Unravelling Free Trade

The G-20 leaders, though accustomed to protests and denouncements, may find resisting protectionism even more arduous. But with the International Labour Organization forecasting a loss of 50 million jobs globally due to the current recession, refraining from protectionism is precisely what is required. Thus far, however, only three countries from the G-20 have kept their pledge to refrain, while, according to the World Bank, various countries have enacted a slew of trade-restricting measures. Fortunately criticism has forced outright protectionist measures to be reduced or scrapped. But there are still plenty of ways to circumvent the World Trade Organization’s rules, resulting in a “murky protectionism.” Just like the shadow banking system hid the true health of banks’ balance sheets, murky protectionism could hide the extent to which countries are limiting free trade. Thus, needed more than a commitment to free trade, is a mechanism to monitor compliance. Without such a mechanism, the G-20 summit is likely to be a failure once all the dust settles. – YaleGlobal

Unravelling Free Trade

As nations find ways to circumvent WTO rules, G-20 might have to institute stricter enforcement
Nayan Chanda
Thursday, April 9, 2009

By the time the leaders of the G-20 nations gather at London’s ExCel Conference centre on 2 April, they will surely have seen — at least on television — thousands of protesters denouncing them for the misery being visited upon the world. They could perhaps live with the protesters’ wrath as the inevitable price of entry into the world’s newest club, but it is not just the anti-globalisation protesters that are up in arms. Given the unprecedented sense of crisis about the world economy, critical gaze of the world is on the summit. Many fear, however, that like other international jamborees, the G-20 will also be long on declarations and short on concrete measures.

The G-20’s London agenda does cover the critical issue of trade, but the indications are that between the US insistence that everybody launch massive fiscal stimuli (opposed by the Europeans) and the European interest in drafting global financial regulations (the US wants to hasten slowly), the vital question of trade protectionism will receive short shrift. And yet, in the face of the sharply falling trade, forecast to contract for the first time in two decades and rising unemployment, the danger of a lurch towards subtle trade barriers and national subsidies is mounting. The International Labour Organization (ILO) forecasts that, thanks to global recession, some 50 million people worldwide could lose their jobs.

Since the 15 November meeting in Washington, all the members of the group, with the exceptions of Japan, Mexico and Saudi Arabia, have violated their pledges made at the time to avoid the temptation of protectionism. They pledged to “refrain from raising new barriers to investment or to trade in goods and services, imposing new export restrictions, or implementing World Trade Organization’s (WTO) inconsistent measures to stimulate exports.” Instead, by the World Bank’s count, some 78 trade-restricting measures have been taken all over the world. Although the impact of these mostly non-tariff barriers is difficult to measure and have not — so far — started retaliatory cycles, the fact that they have been adopted by relatively rich countries (the G-20 represents 80 per cent of the world economy) is still a bad omen. As nations begin to partially nationalise financial institutions and industry, the pressure to use taxpayer money to help only one’s own citizens is mounting. For instance, two-thirds of the US stimulus package is devoted to infrastructure, healthcare, clean energy and climate control initiatives in which political influence, rather than efficiency-driven market principles, will determine the allocation of resources. Politically powerful lobbies win, while the principle of free trade is pushed under the (domestically manufactured) bus.

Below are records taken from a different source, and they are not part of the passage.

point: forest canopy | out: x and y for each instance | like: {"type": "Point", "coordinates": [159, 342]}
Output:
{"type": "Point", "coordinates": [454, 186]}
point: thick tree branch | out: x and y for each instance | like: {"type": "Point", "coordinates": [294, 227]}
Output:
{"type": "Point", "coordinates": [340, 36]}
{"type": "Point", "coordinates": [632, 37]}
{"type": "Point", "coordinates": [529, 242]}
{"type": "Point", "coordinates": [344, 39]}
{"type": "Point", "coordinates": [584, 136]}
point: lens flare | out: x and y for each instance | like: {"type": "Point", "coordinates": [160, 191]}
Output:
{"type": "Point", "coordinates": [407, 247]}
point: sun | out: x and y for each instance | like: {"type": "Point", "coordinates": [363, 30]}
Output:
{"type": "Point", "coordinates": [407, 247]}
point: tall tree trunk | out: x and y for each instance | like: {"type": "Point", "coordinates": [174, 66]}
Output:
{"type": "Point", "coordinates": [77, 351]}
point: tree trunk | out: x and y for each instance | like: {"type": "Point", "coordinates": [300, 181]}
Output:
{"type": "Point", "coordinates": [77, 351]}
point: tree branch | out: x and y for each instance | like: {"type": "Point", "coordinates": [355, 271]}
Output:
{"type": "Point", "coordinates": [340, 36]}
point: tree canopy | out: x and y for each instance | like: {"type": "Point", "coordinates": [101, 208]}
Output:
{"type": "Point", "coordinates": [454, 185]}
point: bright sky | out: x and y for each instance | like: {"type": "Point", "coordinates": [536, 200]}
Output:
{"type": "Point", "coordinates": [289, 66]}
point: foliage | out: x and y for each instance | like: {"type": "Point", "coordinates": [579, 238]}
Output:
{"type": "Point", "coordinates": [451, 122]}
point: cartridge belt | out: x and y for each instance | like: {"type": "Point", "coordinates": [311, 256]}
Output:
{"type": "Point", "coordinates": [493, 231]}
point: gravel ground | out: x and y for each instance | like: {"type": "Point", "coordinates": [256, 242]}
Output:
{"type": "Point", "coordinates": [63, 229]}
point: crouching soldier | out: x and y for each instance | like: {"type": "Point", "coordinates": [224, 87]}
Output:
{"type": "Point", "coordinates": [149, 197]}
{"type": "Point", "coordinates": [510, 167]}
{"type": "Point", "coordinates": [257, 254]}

The initial attempt by US lawmakers to legislate ‘Buy American’ provisions and the French government’s plan to ban outsourcing by its auto industry has fortunately been watered down in the face of sharp criticism. Still, the US law could create obstacles for the government procurement of steel from countries such as China, India and Brazil, as these have not signed the relevant WTO codes on government procurement. There are plenty of means for governments to protect their constituents without violating outright the letter of WTO rules. It is the rise of this ‘murky protectionism’ that is worrying. The knowledge that protectionism ‘protects’ only a narrow sub-section of the economy, while denying the benefits of free trade to the rest of the country, seems not to discourage politicians from embracing populism.

These initial experiences make it imperative that the G-20 not only undertake serious commitments to free trade, but establish monitoring mechanism. Unless member countries agree to set up a mechanism to monitor compliance with the pledge and publicly name and shame violators, there is no reason to expect the declarations made in April 2009 to be any more credible than those made in November 2008. There have been suggestions that the Director General of the WTO should be entrusted with publishing monthly report outlining trade violations by the G-20 and other WTO signatories. Another suggestion calls for setting up an independent web-based compliance programme, under the auspices of the World Bank, in order to log complaints against members who violate their pledge.

Whatever mechanisms of enforcement they choose to adopt, the G-20 must enact a standstill agreement, and ensure it is respected. Unless strong barriers are raised against protectionism, the London summit could prove to be a failure.

Nayan Chanda is Director of Publications at the Yale Center for the Study of Globalization and Editor of YaleGlobal Online.